# Content¶

- Recommendation Systems
- Content Based Filtering
- TF-IDF Vectorization
- Cosine Similarity

- Collaborative Filtering
- Matrix Factorization

# Recommendation Systems¶

**What are Recommendation Systems?**

Recommendation systems date back to the early 90's where they were first developed by researchers to suggest important documents to the readers based on the review ratings provided by other users.

It became mainstream after tech giants like Google, Amazon, Netflix, Spotify and others integrated it with their systems to recommend relevant content and products to the users. Especially as personalized recommendations gained traction so did recommendation system algorithms.

These systems are behind suggesting movies, ads, youtube videos, music to the users based on their interests or we can say based on their predicted interests.

Easier said than done, it's not easy for a computer to figure out what hooks a user to a particular video or movie - is it the lead actor, story line, timepass, curiosity etc etc.

Using maths as a tool, researchers have been able to predict user's interest based on explicit reviews or by collecting information from similar users or using metadata like watch time, clicks etc (implicit review).

In this case study, we analyze two of the most popular approaches used in recommendation systems.

- Content-Based Filtering
- Collaborative Filtering

But, before we get into the specifics of these approaches,let's analyze all the known options available to implement these systems.

**Different Types of Recommendation Systems**

For large size applications like youtube, netflix etc. the recommendation system cannot rely on one approach. As one might have noticed on the Netflix home page, there are different categories of suggestions - one based on view history, other based on popularity, another one based on similar interests etc. On the other hand on youtube we generally get more recommendations based on our view history. Both these systems use a hybrid method of recommendation systems plus neural networks to add additional context while predicting a new favorite.

For a far more simpler use case like a small business that sells a few products to a limited number of users, a simple collaborative filtering approach might work.

Just like any other technology in use today, depending on the specific use case, engineers will have to pick a suitable method.

A few different approaches that are available today are:

- Content-Based Filtering: Recommend products that are similar to the one user liked/watched/purchased.
- Collaborative Filtering: Recommend products that users with similar interest are watching / buying.
- Hybrid Methods: Using both the approaches mentioned in #1 and #2.
- Deep Learning-Based Methods: Neural Collaborative Filtering: Uses neural networks to model user-item interactions more complexly and accurately. eg.Autoencoders (This was first tried by Amazon and won them an award https://www.amazon.science/the-history-of-amazons-recommendation-algorithm)
- Context-Aware Recommendations: Incorporates additional context (e.g., time, location, device) to enhance recommendations. For example, suggesting different types of restaurants based on the time of day.

Apart from these approaches there are also a few lesser known/discussed techniques like,

- Rule-Based Filtering: Uses domain-specific rules and knowledge to make recommendations. For example, a travel recommendation system might suggest destinations based on the user's preferences and constraints.
**This can also be integrated as an additional step on top of the filtering methods discussed earlier** - Association Rule Mining / Apriori Algorithm:Identifies frequent item sets and generates association rules to suggest items that are often bought together.

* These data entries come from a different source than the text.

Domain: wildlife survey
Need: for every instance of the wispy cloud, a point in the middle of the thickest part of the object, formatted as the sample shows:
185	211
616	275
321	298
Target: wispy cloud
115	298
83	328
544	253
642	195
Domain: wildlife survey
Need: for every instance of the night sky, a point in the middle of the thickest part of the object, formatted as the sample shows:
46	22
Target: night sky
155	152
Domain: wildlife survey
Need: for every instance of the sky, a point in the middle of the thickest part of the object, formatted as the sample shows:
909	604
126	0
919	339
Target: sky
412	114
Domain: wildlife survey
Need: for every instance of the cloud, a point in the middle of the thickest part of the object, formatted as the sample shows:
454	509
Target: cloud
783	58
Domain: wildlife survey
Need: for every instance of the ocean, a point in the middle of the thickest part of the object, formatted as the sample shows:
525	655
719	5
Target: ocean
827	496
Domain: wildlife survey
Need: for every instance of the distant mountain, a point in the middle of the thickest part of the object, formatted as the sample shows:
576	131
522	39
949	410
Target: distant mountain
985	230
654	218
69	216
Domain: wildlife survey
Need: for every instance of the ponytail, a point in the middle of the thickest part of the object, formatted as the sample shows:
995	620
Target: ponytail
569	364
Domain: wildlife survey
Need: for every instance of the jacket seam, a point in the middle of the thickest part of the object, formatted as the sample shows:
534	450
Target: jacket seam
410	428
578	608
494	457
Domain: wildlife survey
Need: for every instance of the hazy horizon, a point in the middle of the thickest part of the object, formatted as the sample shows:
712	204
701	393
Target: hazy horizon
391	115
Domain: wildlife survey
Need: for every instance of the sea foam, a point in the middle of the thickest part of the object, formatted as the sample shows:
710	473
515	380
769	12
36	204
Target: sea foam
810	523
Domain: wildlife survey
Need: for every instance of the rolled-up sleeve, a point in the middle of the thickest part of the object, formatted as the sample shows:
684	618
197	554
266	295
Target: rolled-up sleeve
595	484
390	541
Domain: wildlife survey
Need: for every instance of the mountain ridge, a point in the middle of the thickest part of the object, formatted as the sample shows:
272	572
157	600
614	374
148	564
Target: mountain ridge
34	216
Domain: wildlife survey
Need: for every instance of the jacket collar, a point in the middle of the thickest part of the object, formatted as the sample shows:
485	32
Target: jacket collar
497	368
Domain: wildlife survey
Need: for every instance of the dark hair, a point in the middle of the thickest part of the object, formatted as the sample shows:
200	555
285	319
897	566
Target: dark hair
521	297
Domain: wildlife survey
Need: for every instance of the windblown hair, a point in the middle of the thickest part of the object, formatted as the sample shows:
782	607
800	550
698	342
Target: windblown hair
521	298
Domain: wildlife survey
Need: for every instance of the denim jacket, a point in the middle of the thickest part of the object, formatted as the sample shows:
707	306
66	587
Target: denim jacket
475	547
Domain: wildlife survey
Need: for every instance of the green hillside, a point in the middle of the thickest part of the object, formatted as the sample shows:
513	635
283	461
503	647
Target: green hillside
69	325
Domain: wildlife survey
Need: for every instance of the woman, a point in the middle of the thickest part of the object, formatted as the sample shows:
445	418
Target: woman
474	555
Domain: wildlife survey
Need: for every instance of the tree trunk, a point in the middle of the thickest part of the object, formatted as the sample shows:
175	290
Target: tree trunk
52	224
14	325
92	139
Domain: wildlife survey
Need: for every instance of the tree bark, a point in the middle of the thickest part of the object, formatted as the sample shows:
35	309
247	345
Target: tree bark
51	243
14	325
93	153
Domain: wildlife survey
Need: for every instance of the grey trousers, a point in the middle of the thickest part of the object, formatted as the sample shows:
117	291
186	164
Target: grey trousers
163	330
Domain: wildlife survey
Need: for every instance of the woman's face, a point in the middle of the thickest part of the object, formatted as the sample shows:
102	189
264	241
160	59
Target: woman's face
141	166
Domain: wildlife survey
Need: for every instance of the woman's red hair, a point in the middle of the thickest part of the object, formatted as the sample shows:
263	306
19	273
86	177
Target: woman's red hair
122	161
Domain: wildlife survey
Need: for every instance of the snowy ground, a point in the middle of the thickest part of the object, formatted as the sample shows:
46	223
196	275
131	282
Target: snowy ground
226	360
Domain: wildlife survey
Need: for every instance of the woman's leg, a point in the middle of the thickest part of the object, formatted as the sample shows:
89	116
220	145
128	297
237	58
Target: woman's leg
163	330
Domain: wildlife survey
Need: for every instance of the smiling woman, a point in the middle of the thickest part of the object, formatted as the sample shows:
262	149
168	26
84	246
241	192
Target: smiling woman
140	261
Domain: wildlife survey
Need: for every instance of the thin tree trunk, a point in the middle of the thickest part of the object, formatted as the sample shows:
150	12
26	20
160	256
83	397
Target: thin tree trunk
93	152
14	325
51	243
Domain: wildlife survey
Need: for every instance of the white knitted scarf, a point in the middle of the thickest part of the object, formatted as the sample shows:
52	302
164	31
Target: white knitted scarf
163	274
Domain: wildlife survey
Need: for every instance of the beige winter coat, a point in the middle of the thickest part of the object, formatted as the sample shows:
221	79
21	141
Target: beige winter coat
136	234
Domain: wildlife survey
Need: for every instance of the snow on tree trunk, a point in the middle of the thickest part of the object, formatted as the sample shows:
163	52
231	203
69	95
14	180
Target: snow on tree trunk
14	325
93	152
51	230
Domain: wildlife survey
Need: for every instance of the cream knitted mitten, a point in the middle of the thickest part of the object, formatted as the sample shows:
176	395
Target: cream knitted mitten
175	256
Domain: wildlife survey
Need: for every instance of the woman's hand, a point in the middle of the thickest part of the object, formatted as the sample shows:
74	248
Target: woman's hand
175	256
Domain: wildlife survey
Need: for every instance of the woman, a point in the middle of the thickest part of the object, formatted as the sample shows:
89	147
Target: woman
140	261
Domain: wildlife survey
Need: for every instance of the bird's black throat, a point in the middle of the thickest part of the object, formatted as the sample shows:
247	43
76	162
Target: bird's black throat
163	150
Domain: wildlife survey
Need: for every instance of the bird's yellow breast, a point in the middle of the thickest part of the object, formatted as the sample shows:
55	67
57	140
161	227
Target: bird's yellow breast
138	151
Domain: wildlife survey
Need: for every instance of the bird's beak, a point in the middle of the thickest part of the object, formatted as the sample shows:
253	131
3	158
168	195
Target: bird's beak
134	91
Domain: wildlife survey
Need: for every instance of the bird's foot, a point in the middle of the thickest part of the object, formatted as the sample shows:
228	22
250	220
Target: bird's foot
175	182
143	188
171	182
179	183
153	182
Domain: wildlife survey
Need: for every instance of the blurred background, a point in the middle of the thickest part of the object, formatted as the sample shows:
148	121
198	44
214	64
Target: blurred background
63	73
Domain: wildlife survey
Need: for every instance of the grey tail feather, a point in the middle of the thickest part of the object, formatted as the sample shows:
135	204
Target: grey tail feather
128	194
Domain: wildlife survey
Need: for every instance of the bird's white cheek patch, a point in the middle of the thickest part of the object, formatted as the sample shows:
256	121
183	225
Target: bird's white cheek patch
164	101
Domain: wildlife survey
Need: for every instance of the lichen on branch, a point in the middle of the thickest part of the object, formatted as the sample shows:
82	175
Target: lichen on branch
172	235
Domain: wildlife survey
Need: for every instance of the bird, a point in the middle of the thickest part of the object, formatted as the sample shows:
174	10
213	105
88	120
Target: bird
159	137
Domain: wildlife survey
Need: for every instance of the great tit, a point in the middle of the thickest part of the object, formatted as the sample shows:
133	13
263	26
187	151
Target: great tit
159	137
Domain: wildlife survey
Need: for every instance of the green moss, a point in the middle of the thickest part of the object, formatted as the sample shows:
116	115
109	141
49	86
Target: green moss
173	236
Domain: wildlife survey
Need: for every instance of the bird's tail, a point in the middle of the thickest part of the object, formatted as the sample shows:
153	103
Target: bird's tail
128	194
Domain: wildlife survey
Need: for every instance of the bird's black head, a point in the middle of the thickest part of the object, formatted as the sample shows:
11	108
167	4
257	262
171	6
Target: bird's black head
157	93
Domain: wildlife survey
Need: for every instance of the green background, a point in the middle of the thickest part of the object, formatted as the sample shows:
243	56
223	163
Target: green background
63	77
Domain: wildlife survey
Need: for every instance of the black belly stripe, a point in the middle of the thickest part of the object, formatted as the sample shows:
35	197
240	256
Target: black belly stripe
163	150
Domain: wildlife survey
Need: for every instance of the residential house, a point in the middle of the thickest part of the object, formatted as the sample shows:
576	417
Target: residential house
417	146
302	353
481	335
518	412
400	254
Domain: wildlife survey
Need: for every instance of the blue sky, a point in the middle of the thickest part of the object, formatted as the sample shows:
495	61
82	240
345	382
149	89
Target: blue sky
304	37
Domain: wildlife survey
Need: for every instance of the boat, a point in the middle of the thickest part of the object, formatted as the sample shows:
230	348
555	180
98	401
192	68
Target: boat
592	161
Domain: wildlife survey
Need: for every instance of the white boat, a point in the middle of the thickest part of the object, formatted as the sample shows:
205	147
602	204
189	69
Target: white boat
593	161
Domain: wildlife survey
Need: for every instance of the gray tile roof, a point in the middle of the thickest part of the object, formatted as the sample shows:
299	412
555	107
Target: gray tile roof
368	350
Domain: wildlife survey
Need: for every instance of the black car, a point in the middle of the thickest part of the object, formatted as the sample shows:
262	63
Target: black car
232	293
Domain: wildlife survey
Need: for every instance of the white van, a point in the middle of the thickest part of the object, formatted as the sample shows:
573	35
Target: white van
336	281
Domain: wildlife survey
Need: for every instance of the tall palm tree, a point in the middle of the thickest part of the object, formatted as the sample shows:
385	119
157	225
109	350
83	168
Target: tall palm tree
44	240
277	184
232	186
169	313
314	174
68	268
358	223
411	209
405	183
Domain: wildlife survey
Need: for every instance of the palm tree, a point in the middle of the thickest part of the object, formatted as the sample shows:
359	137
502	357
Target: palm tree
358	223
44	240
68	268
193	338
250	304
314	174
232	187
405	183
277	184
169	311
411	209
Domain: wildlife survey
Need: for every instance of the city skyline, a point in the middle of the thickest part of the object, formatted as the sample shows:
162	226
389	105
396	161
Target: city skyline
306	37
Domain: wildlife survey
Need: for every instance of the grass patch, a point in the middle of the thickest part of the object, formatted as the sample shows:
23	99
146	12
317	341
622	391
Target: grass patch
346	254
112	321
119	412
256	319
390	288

## Content Based Filtering¶

Most basic and yet effective form of a recommendation system can be built using content based filtering. Base concept here is - suggest items that are similar to the items user has previously engaged with. For example - If someone buys "The Alchemist" by Paulo Coelho, also suggest other books that falls under the same genre.

Implementing a content based filtering system involves two main steps - one is to analyze and make sense of the data and second is to find data that are similar to each other.

Making sense of the data is achieved using TF-IDF vectorization and similarity can be measured using cosine similarity, euclidean distance etc.

Let's take a look at each of these techniques one by one.

### TF-IDF Vectorization¶

TF-IDF (Term Frequency-Inverse Document Frequency) calculates the frequency of a word in a given document and estimates its importance with respect to the given collection of documents.

Using this technique, we can create embeddings of a given text data.

However, its important to note that TF-IDF is a shallow, count-based method. It captures the importance of words in a document but doesn’t capture the semantic relationships between words as effectively as more sophisticated methods like BERT, GloVe etc. So, this technique is useful for simpler models and tasks.

This statistics(TF-IDF) is calculated using below given formula -
`TF-IDF(t,d,D)=TF(t,d)×IDF(t,D)`

**Term Frequency (TF):**TF(t,d)= Total number of terms in document d / Number of times term t appears in document d - (1) **Inverse Document Frequency (IDF):**IDF(t,D)=log((Total number of documents in the corpus/Number of documents containing term t) + 1) - (2)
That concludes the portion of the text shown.